“No matter what business you’re involved in, first and foremost, you’re in the brain change business.” So asserts Houston child psychiatrist, Bruce Perry. In line with that premise, it makes great sense to know at least a few of the basics about how your own and your children’s brains grow and change in ways that could possibly help make them work like Einstein’s, Michelangelo’s and Mother Teresa’s all rolled into one!

The brain is perhaps best thought of as a collection of interconnected endocrine glands – roughly 52 individual parts controlling different actions. They all must work together to “process energy and information.” Thinking about the brain in such terms – as a network of organs that must optimally process the energy and information of our daily lives – turns out to be a very useful template to help us understand our own and our children’s reactions to the world, and to make good decisions about what might be best for them. Ideally, we only want our children involved in activities that their brains are developmentally suited to handle, and perhaps a little bit more. It’s the “little bit more” that can become tricky, which is how we build resilience in our kids. I’ll be discussing resilience often in these columns.
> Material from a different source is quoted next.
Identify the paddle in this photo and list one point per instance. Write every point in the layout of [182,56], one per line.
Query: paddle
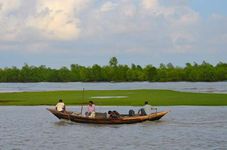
[81,110]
As you might suspect, timing plays a significant role in the kinds of energy and information our children’s brains can process at any given point in their development. So does the source of that energy and information. It can come from outside us, as well as from inside the body (exogenously and endogenously).*** Timing also determines the quantity and quality of energy and information a child’s brain can process. An obvious example is that for the first few years, children’s brains cannot process language very well. However, they can process sound, and children are particularly sensitive to the loudness, frequency and cadence of the mother’s voice. This is known as prosody, and in future columns we’ll talk a lot about prosody’s extraordinary capacity to not only grow and change children’s brains, but also a spouse’s brain as well!

Another important way to think about your child’s brain is as an associative organ. By that, I simply mean that it learns a lot by putting things together. Things like words and pictures, up and down, hot and cold, thoughts and feelings. By pairing things that make the brain feel good with things that we want our children to learn, the neurons in the brain become richly connected. A variation of this is sometimes known as “Grandmother’s Rule: You may do what you want to do – when you’ve done what you need to do.” By pairing preferred actions with less exciting necessary duties, like brushing teeth and going to bed at a set, regular time, reinforced learning takes place. It is such associations, repeated frequently over long periods that produce what we generally think of as learning. One interesting finding about such learning by Nobel Prize-winning neurobiologist, Eric Kandel is that learning involves five pulses of serotonin, The Happy Molecule.” Therefore, it begins to make perfect sense that children learn much more when they are happy than when they are not. Thus, learning and play go hand in hand, and not only during childhood, as I am sure a number of you readers have already figured out!

Finally, one last thing to realize and remember about the brain and the business of trying to change it, is that the brain is exquisitely “plastic.” What I mean by that is parents can do a lot of things less than perfectly with their children and the possibility for later improvement and correction remains not only strong, but something you can almost always count on the brain to try to accomplish. I like to refer to this as “healing constantly trying to happen.” In future columns I will be addressing many of the ways that new scanning technology – machines like Transcranial Magnetic Stimulators, that make us briefly brilliant and let us see parts of the brain at work in real time – is offering us clues to some of the best ways we can begin to take advantage of neural plasticity.

*** Many friends and writing teachers caution against using big words in columns like this, claiming “if you want to be read widely, you have to use simple words.” I disagree. I think any one of us can read and understand little words and big words, if a writer cares enough to take the time to explain what they’re talking about.